Чахотка не была редкостью; с ней жили, от нее страдали десятилетиями. И потому Сперанский приготовился к новому образу семейственного блага – элегическому; к новой маске семьянина – наслаждающегося своей печалью. Но часы – часы остановились!
Перепоручив жену сиделке и отправившись в Павловск (из быта – в историю, из точки покоя – в точку кипения), он никак не мог предполагать, что по возвращении найдет остылый труп любимого существа.
Жена, утратившая мужа, могла упасть в обморок, лишиться дара речи, забиться (и забыться) в рыданиях. Муж – если то был «правильный» муж екатерининских времен, должен был встретить испытание стоически и погрузиться в сдержанную скорбь. Но Сперанский только пятью годами был старше Александра I. И он не был «правильным» мужем. Он уже открыл свое сердце сентиментальной любви, срастил свою сердечную жизнь с сердечной жизнью возлюбленной подруги, однако еще не освоил роль женственно рыдающего мужчины. Он не знал, как себя вести, что делать.
И потому инстинктивно избрал условно подходившую к случаю «роль» – безумца. И применил ее – не к страсти, а к страданию.

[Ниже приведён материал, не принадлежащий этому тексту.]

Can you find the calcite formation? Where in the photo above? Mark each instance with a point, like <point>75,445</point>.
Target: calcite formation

У изголовья дочери была оставлена записка, в которой новорожденная нарекалась по бабке и матери Елизаветой и содержалась просьба не разыскивать его.
Сперанский исчез.
«На следующее утро он, с всклокоченными волосами, с страшно изменившимся лицом, явился в свое жилище, приложился к телу и опять исчез. Так повторялось во все время, пока тело лежало в доме… Даже последний долг покойной… был отдан без него, и с этого времени он не возвращался более домой и не показывался ни на службе, ни у знакомых. Уже только через несколько недель его отыскали в глуши, на одном из Невских островов, совершенно углубленным в свою печаль»[285].
Модест Корф, написавший это, волей или неволей перефразирует иные места из «Медного всадника»: «с страшно изменившимся лицом» – «страшно бледный»; «его отыскали в глуши, на одном из Невских островов, совершенно углубленным в свою печаль» —
Нельзя исключить, что Корф задним числом, по аналогии, переносил на Сперанского характеристики, запомнившиеся ему при чтении «Медного всадника»; но и Пушкин, нет сомнения, учитывал легендарную историю о страдальческом безумии «чиновника» Сперанского в построении судьбы своего Евгения, находившегося у кромки счастья и вместе с надеждой на счастье потерявшего разум.
Сперанский старше Александра на пять лет – и это не столь важно; Аракчеев старше Сперанского на три года – и это значит, что между ними прошел водораздел поколений. Мир Аракчеева гораздо более педагогичен; каждый жест его что-нибудь да говорит; каждая вещь, его окружающая, не безмолвствует.
Вот известный сюжет. В Грузине собираются гости – обойдя знатных, граф устремляется к безродному поляку Фаддею Булгарину: «А! очень рад любезному гостю!» Любезный гость сообразителен; сразу смекает, в чем дело:
«Я в первой паре с графом – перед всеми, иду с ним рука об руку, как будто старый приятель и товарищ! Но граф любил следовать евангельскому правилу, по которому возвышающий унижается. Не в темя я бит – и тотчас постигнул, что граф возвышает меня для примера другим, и чтоб показать, что милость его зависит не от степени или звания в обществе. Я чувствовал, что на этот раз буду заглавной) буквою в его нравоучении…»[287]
Естественно, Фаддей Венедиктович, писавший свои воспоминания в 1840 году, ловко расставляет выгодные для себя акценты; тем не менее самый механизм аракчеевского «приема» передан им точно. Если что здесь и нуждается в прояснении, так это дополнительный смысл аракчеевского «жеста».